I remind my daughter that comparison is never a good idea, and that anyone can become sad–and sometimes they don’t have the tools necessary to recover from such sadness. I remind her that bullying is traumatic, especially when it occurs over an extended period of time, and that the point of her stay in treatment is to allow her time to learn what she needs to so she can cope with life’s ups and downs and enjoy its delight and beauty.
I know that there are members of North Star who live with debilitating depression. There are some who have experienced overwhelming anxiety, loneliness, and sadness. There are also some who have experienced, or perhaps currently experience suicidal thoughts and desires.To you I would say this:
- There is no shame in those feelings. They simply mean you are at a point when life feels too difficult to manage. Feeling suicidal says nothing about your value as a human being.
- No one will be better off without you. Your loss will not be a positive experience for anyone.
- You are loved. There are people who care about you, but more than that, your Heavenly Father loves you deeply and eternally. That love is unalterable and belongs to you under any circumstance, regardless of your thoughts, feelings, and choices.
- Get help. Tell someone how you’re feeling. Talk with a church leader and follow up with a good therapist–and don’t be afraid to shop around. Find a therapist you feel you can trust and one who helps you feel a desire to take steps toward a healthier emotional state.

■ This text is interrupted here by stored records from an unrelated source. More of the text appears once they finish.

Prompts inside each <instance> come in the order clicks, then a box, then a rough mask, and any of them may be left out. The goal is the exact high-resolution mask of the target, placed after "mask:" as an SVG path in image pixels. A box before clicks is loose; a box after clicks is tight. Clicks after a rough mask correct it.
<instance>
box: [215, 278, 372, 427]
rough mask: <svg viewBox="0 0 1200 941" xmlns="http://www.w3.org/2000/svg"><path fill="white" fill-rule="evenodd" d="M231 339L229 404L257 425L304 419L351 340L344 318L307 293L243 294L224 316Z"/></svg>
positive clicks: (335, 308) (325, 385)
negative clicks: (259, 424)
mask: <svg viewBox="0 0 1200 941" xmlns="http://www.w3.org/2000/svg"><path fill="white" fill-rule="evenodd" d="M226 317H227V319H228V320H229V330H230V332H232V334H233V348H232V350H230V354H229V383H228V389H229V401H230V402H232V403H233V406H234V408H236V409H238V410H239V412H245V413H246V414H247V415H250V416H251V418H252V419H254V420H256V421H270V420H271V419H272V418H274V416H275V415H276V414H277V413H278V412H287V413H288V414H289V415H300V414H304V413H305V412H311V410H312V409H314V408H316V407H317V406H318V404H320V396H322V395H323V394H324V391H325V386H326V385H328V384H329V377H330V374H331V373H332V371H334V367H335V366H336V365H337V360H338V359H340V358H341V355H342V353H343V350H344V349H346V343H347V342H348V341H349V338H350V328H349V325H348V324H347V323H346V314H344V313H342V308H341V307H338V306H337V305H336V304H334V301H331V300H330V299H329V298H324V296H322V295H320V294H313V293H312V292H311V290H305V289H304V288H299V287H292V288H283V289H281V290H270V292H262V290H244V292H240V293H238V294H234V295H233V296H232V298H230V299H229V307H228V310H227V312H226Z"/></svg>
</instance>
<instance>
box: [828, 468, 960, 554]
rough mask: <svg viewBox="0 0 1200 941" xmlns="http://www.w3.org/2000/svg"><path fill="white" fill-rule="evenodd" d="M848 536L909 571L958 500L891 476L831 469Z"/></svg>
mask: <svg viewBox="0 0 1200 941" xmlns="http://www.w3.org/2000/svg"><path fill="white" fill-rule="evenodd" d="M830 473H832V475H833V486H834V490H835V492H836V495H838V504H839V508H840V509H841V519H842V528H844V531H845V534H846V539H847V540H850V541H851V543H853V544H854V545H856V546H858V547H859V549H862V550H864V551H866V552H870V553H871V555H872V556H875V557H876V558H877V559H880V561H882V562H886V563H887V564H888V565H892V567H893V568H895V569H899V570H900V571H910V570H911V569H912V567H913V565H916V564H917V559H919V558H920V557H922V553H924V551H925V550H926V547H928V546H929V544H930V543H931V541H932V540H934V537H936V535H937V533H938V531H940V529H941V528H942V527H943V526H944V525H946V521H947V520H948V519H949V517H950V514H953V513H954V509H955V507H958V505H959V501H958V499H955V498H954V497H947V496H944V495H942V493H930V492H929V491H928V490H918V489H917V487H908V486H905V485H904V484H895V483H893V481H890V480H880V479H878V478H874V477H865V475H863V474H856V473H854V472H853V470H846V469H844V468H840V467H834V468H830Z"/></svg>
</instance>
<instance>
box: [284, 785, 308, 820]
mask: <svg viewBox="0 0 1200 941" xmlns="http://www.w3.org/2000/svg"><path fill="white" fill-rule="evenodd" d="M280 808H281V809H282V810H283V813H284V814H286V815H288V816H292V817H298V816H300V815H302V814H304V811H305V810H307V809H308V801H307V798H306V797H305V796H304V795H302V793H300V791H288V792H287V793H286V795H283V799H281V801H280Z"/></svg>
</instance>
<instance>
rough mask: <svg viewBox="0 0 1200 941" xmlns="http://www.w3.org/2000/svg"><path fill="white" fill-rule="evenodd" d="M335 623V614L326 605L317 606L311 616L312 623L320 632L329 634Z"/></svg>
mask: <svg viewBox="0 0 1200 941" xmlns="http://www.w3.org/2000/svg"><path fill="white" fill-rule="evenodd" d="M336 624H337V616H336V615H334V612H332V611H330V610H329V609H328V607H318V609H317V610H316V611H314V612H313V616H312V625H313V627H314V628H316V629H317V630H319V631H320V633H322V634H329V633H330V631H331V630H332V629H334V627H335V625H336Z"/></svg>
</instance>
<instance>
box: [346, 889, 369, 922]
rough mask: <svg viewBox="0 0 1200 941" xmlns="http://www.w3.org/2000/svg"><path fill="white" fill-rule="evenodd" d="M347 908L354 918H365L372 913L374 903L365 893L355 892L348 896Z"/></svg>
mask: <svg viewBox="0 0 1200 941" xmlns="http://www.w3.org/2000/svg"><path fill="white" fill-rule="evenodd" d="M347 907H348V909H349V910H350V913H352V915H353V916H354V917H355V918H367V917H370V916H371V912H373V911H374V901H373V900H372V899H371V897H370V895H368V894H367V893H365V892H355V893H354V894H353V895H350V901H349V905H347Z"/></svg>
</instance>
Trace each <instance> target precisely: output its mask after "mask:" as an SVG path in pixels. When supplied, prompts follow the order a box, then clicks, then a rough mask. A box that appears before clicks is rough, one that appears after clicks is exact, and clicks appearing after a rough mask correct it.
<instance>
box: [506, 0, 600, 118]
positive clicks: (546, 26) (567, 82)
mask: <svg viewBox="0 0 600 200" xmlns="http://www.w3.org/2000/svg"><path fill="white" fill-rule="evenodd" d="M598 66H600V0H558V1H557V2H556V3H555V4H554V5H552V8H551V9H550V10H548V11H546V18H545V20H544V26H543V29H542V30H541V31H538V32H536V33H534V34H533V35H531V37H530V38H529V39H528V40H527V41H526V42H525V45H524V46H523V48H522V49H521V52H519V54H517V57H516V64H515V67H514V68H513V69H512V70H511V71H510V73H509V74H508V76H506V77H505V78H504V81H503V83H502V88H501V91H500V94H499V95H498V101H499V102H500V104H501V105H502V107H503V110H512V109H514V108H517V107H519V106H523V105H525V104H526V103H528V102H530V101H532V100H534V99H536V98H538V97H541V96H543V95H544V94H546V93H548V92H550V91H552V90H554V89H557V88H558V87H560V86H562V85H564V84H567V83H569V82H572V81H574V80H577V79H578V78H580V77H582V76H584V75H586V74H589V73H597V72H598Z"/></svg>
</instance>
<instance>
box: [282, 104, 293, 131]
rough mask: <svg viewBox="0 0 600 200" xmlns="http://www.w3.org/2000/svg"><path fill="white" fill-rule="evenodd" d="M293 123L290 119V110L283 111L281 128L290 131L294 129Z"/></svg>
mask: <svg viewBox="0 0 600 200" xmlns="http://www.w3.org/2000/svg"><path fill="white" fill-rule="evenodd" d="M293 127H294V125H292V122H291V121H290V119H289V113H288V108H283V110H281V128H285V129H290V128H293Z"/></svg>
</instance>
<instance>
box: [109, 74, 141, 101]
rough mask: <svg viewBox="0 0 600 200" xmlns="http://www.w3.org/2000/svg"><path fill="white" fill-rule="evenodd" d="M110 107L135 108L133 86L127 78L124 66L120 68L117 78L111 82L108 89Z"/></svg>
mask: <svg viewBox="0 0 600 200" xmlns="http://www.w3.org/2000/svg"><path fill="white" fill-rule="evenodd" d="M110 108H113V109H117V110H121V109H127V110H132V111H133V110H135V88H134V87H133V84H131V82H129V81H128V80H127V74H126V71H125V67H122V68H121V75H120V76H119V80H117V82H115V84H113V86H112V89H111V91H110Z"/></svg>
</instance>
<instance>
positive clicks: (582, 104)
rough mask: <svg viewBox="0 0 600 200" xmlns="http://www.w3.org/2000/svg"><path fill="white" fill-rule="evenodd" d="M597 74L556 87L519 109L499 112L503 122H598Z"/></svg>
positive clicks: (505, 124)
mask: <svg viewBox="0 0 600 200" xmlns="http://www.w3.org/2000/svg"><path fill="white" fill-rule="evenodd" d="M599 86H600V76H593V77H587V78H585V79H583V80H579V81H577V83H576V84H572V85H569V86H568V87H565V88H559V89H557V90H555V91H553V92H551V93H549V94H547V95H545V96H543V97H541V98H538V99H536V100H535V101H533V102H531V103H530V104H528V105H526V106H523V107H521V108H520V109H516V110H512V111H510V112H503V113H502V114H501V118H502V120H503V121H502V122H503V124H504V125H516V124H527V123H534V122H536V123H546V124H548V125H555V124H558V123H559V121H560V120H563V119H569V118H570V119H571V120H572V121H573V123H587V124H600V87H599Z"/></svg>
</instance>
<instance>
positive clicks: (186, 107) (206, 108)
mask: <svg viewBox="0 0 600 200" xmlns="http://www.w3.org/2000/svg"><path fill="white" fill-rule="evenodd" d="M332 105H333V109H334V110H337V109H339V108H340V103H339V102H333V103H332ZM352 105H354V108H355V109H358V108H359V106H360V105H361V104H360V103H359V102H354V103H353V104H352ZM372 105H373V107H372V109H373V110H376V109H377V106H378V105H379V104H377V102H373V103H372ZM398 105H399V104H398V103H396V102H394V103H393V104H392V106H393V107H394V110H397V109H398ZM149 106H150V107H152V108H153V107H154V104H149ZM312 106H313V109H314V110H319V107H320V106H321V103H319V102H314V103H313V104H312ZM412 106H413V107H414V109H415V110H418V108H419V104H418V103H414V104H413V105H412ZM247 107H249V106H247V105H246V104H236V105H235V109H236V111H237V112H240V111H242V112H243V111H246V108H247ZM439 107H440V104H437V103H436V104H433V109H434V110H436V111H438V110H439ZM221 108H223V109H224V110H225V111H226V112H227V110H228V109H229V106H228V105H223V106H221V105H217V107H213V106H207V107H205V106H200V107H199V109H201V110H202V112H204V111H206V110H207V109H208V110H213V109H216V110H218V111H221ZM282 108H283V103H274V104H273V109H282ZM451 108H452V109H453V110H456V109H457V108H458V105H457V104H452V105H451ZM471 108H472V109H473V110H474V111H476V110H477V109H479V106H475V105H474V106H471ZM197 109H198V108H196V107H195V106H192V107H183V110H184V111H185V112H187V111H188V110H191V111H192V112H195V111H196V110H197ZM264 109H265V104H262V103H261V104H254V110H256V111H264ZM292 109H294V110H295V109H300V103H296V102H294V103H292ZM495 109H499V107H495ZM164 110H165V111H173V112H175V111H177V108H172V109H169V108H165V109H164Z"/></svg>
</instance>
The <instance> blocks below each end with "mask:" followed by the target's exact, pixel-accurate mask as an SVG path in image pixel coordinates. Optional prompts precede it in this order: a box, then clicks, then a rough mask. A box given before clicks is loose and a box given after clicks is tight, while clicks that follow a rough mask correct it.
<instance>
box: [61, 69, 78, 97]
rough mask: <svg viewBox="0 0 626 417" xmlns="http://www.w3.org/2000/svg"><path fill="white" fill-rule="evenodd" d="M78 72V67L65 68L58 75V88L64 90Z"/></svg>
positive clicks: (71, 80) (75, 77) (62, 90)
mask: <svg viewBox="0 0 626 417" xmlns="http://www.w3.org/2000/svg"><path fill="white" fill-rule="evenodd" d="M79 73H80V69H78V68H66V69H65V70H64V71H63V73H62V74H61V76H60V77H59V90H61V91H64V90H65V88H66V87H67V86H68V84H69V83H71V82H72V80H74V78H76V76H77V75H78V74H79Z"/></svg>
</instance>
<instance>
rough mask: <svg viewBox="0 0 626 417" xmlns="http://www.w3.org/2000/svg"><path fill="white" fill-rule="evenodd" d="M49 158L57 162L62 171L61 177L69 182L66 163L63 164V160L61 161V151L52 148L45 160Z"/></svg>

- If you are one in whom a suicidal individual is confiding, you need help and support. Don’t keep this matter a secret. If someone lets you know that he or she is planning an end to their lives, that is not a confidence you should keep. Talk to that person about who should be told, and where they can get help, but never allow yourself to be the only one who knows.
Finally, if you have had a loved one who has succeeded in taking his or her life, please understand that your friend or family member was in a terrible emotional state and our Heavenly Father loves them and knows the agony they were experiencing. I have the greatest confidence that they continue to be blessed by Him, and He will see to their healing. He will also see to yours. Talk with Him about the situation and get therapeutic help for yourself if you feel it is needed. I promise you will see your loved one again, under better circumstances, when the pain surrounding their final moments on earth will be eased, and you will be allowed to enjoy each other once again.
September is suicide prevention month. I pray that every month might be so, as well. Remember Alma’s admonition to “bear one another’s burdens…mourn with those that mourn…and comfort those that stand in need of comfort” (Mosiah 18:8-9), Every life that is saved as we give heed to those words, is valuable and necessary, even if that life is our own.